Wahrscheinlich sind wir kurz danach alle eingeschlafen, denn wir erwachten zwei Stunden später – ich hab auf die Uhr geschaut – in einem ruhig stehenden Polizeiwagen. Die Tomaten waren nicht verschwunden, nein, sie schmiegten sich sanft und ruhig an den BMW. Sie hüllten das Fahrzeug vollständig ein. Die Tomatenschicht war aber nicht sehr dick, denn es drang Licht durch das Fruchtfleisch, alles leuchtete rot. Dann hörten wir das Hupen, Menschenschreie drangen durch die Tomatenmasse. Auf der Frontscheibe kullerten die Tomaten zur Seite und es drang helles Tageslicht in den Wagen. Es erschienen asiatisch aussehende Gesichter, sie waren wütend und schrieen unverständliches Zeug.

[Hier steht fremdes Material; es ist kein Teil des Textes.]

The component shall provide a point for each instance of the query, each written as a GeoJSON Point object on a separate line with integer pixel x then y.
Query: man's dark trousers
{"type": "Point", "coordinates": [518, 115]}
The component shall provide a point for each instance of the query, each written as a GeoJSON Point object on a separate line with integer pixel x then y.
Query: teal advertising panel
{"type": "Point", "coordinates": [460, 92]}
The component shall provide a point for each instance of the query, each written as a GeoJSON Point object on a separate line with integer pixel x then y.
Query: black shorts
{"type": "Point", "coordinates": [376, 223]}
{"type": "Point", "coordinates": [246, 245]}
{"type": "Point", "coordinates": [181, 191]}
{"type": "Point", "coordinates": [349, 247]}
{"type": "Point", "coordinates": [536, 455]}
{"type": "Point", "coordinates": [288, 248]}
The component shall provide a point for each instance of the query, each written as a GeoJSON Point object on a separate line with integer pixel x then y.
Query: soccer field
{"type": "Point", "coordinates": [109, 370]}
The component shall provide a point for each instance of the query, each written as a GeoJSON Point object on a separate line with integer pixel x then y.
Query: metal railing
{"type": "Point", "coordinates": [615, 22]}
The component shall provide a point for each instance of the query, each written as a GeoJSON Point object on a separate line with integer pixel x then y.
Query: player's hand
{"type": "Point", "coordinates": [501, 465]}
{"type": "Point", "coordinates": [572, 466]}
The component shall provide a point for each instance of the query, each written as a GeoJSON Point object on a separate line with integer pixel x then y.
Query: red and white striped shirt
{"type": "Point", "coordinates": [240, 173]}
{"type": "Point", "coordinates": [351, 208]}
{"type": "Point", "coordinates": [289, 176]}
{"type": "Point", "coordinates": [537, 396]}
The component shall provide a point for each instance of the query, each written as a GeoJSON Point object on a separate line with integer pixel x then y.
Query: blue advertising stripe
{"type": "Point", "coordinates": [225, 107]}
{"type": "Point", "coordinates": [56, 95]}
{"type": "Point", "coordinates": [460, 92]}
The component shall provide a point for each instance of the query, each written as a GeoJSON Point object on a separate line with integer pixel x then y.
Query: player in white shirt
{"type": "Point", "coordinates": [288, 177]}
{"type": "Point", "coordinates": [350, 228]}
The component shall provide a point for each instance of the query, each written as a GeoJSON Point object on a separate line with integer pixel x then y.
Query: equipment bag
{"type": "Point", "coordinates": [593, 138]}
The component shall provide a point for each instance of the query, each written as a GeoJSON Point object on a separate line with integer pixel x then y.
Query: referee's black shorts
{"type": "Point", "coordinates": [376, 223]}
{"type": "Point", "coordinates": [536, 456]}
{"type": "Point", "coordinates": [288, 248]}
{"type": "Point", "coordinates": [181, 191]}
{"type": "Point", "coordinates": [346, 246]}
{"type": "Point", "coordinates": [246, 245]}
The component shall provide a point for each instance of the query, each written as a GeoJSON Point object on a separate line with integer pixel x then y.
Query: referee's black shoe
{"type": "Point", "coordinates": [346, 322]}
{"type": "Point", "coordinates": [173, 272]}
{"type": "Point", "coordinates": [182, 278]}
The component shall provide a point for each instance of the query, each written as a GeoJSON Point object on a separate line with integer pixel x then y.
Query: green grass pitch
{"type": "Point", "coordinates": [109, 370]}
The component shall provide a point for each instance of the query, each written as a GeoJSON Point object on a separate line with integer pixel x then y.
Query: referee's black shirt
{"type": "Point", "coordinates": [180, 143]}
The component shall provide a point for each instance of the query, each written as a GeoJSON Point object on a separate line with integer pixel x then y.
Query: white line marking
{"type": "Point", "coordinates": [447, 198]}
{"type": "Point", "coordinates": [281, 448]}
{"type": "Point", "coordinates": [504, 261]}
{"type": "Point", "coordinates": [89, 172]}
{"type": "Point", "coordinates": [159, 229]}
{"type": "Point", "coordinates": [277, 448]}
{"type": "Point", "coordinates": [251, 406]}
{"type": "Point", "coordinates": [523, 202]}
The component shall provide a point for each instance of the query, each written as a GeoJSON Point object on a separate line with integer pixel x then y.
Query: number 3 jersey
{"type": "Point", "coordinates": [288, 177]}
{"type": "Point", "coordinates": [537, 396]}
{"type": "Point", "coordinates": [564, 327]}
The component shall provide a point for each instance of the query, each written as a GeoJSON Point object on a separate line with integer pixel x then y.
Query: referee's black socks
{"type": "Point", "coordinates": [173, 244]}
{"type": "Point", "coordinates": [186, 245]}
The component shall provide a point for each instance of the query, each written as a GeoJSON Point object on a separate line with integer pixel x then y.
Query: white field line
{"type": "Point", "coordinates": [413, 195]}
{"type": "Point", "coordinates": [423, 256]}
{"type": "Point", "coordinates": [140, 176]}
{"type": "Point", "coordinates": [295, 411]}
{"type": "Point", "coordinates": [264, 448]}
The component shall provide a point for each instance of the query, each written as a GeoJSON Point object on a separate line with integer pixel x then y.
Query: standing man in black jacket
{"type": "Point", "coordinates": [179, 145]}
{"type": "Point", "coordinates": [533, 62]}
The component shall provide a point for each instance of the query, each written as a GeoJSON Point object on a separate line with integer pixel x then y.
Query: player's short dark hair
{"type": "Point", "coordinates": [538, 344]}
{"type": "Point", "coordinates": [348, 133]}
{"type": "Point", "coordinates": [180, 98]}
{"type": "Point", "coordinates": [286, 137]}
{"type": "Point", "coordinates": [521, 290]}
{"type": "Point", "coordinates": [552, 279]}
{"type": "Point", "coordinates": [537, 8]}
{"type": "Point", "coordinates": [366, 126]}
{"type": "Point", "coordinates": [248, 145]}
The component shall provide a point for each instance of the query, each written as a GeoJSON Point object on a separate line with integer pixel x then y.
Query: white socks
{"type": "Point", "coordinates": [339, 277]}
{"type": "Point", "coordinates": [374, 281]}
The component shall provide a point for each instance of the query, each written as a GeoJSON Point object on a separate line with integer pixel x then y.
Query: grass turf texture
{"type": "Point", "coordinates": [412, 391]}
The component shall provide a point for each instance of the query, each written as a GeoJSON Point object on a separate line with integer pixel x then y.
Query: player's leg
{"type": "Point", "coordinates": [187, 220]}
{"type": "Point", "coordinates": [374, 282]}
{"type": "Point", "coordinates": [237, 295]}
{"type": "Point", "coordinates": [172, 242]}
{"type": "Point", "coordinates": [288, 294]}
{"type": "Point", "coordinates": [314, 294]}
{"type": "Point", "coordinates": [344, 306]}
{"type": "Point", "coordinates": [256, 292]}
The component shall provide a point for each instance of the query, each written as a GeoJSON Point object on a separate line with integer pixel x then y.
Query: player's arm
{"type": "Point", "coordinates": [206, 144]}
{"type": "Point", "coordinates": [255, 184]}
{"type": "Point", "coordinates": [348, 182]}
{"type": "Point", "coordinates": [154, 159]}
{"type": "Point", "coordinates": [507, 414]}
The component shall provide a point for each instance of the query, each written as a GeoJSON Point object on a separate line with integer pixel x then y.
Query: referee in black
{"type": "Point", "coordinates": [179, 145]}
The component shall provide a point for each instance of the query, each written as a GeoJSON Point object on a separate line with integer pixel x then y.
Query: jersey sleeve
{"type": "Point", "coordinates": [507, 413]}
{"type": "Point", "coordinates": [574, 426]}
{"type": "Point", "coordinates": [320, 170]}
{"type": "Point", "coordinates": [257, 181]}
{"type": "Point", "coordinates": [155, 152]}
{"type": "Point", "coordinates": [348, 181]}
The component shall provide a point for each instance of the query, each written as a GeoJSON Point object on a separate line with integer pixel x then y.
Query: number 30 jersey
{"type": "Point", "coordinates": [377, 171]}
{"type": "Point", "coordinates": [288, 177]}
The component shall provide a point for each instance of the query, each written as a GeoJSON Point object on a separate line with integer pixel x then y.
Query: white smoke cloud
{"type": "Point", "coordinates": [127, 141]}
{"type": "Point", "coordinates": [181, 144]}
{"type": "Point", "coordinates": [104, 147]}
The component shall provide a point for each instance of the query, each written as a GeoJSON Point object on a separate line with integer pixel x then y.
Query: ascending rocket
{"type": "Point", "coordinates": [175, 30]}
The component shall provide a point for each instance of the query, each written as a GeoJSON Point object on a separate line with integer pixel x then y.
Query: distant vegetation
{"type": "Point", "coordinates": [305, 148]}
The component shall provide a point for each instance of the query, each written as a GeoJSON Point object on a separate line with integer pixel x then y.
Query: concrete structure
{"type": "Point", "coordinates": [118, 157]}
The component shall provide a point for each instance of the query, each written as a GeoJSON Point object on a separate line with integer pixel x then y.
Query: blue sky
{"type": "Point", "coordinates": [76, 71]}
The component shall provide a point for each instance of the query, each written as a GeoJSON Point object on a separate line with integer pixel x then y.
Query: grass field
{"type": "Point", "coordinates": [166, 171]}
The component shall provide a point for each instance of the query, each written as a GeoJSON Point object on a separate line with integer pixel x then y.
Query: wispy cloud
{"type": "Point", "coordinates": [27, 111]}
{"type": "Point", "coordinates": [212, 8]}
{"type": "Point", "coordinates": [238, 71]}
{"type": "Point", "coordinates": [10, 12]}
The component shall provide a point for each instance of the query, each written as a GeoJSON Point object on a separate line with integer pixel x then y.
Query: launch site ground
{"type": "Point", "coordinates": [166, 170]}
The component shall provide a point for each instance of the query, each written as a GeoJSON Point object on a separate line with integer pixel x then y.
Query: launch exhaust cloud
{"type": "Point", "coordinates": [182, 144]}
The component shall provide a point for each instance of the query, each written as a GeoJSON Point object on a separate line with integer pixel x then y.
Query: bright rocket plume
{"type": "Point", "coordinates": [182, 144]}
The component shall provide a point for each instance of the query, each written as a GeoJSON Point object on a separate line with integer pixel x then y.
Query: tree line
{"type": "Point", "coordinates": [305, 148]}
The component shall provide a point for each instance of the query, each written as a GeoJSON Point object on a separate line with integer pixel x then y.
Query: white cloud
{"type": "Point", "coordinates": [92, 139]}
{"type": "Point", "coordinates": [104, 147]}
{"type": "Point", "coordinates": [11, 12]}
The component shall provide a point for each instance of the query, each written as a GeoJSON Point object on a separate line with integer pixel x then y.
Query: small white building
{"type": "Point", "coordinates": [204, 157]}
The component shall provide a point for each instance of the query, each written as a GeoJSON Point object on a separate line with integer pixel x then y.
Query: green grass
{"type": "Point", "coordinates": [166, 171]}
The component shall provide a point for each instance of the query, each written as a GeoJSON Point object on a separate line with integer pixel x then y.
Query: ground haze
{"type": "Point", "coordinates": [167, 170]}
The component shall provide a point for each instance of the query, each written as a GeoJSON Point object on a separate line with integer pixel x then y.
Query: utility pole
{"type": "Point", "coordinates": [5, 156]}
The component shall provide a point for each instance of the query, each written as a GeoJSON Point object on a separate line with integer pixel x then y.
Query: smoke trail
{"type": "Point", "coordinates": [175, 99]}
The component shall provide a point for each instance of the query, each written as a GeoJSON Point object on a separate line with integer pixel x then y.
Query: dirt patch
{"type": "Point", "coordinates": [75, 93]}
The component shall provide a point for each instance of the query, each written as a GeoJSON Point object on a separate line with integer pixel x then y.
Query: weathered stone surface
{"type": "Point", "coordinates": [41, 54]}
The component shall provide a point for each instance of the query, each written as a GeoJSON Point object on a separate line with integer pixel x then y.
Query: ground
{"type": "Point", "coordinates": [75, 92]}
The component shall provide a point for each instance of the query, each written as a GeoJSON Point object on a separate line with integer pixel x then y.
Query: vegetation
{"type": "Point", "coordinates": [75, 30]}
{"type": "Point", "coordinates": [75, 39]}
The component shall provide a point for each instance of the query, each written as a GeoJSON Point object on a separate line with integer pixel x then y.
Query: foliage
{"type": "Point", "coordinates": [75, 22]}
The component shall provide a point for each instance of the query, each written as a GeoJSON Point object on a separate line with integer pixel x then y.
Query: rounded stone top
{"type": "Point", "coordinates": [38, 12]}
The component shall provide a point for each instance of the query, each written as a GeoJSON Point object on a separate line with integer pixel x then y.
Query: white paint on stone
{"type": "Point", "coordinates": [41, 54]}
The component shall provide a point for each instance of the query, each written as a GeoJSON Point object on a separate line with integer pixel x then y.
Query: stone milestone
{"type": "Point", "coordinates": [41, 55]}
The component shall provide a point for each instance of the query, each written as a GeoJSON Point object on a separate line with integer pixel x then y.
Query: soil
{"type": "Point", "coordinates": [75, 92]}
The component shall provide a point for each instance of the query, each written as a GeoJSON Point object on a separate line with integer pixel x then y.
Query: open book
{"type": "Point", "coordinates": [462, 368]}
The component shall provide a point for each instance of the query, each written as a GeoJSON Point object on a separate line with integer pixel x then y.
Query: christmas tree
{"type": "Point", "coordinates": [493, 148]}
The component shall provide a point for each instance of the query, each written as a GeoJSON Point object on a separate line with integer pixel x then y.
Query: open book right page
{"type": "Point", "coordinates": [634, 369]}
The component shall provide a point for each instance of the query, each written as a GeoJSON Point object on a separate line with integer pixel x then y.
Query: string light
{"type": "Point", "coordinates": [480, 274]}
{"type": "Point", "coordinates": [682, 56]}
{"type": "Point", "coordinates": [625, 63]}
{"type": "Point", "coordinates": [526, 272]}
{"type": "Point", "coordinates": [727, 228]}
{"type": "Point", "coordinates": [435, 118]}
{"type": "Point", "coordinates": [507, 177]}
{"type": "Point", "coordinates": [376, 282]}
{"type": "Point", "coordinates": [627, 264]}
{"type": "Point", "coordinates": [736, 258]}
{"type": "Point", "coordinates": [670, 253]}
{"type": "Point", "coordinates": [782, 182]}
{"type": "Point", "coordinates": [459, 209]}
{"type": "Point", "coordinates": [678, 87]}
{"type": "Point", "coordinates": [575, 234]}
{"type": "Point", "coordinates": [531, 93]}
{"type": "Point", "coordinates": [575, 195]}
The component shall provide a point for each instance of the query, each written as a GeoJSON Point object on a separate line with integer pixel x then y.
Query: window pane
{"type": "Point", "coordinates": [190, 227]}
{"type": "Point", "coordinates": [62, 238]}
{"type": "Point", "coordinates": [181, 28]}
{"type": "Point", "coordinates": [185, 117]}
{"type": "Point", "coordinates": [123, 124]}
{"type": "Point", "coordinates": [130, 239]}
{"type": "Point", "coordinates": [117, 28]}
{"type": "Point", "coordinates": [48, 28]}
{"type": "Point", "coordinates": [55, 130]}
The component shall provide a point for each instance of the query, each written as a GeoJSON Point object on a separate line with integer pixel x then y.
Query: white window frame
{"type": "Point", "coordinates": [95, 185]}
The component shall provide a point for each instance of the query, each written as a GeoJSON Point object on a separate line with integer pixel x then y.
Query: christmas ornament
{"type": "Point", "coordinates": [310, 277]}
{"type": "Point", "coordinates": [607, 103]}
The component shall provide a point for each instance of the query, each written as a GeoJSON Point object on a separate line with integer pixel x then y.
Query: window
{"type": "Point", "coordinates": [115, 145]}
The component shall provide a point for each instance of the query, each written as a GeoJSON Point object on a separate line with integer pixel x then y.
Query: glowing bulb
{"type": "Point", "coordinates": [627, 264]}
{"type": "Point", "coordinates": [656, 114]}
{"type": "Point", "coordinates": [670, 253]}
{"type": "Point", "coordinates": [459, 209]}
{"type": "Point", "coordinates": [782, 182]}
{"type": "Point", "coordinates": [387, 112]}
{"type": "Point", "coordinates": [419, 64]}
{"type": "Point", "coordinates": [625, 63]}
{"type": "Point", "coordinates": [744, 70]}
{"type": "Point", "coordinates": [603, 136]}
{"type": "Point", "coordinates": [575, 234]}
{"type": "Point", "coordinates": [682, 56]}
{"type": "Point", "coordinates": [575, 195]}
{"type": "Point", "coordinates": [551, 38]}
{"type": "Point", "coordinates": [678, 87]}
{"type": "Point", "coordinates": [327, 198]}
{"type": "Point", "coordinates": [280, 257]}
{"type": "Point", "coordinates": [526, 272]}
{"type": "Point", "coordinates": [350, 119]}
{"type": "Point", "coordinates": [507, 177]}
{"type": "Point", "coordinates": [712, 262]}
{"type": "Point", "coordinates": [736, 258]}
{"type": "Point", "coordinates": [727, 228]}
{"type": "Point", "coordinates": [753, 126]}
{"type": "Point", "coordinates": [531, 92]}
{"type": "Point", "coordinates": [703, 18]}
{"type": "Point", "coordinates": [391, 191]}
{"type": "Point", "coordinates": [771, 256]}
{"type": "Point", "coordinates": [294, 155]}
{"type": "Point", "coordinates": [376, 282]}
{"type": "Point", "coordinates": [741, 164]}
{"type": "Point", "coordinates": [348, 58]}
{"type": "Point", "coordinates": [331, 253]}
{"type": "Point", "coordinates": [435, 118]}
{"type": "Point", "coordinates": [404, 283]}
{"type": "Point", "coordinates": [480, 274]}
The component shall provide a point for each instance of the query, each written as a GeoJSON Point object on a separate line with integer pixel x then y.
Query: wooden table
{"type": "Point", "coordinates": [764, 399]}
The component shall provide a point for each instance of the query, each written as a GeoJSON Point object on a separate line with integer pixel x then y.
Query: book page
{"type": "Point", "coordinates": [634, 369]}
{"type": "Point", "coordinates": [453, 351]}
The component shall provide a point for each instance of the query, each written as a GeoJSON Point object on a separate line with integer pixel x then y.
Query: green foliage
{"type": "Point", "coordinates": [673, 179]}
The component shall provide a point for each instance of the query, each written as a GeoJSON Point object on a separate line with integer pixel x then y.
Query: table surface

Es ist seltsam, aber absolut wahr. Es ist eine Tatsache, dass das Polizeiauto, in dem wir saßen, aus einem Berg Tomaten freigeschaufelt wurde – auf einem Gemüsemarkt in Hongkong. Wie sich herausstellte, waren wir anscheinend mit dem Polizeiwagen in einen Gemüsestand gefahren. Da weder ich, noch der Pfarrer und seine Haushälterin das bezeugen konnten, wir nicht mal so richtig glauben konnten, dass wir in China waren, bestand ein großer Widerspruch zwischen unseren Beobachtungen und den Zeugenaussagen auf dem Markt in Hongkong.
Anscheinend waren wir mit Blaulicht und hoher Geschwindigkeit durch die Straßen gedonnert und dann auf dem Markt, wie beschrieben, zum Stehen gekommen. Ich kann mich aber an nichts mehr erinnern.
Was war wirklich passiert, war alles nur Einbildung gewesen und der Pfarrer war mit Haushälterin und mir nach China gereist, wie es Reisedokumente bezeugen? War in dem Dorf in Deutschland, wo die Frau auf dem Kirchturm stand, nichts Außergewöhnliches passiert, wie es die dortigen Einwohner sagen? Kann sich auch die besagte Hexe an keine besonderen Vorkommnisse erinnern? Sind unsere Erinnerungen denn nichts Wert, ist es denn möglich, dass drei Personen sich das Gleiche einbilden?
So viele Fragen und keine Antwort. Jedenfalls war die Rückreise nach Deutschland teuer, so wie auch der Rücktransport des Polizeiwagens nicht wenig kostete. Der Pfarrer, seine Haushälterin und ich fanden keine Hinweise, dass das, was wir erlebt hatten, passiert war. Wir sprachen mit der unversehrten Hexe, der Feuerwehr, Notärzte und den Dorfbewohnern – niemand hatte das erlebt, was wir erleben mussten, alles war nie passiert.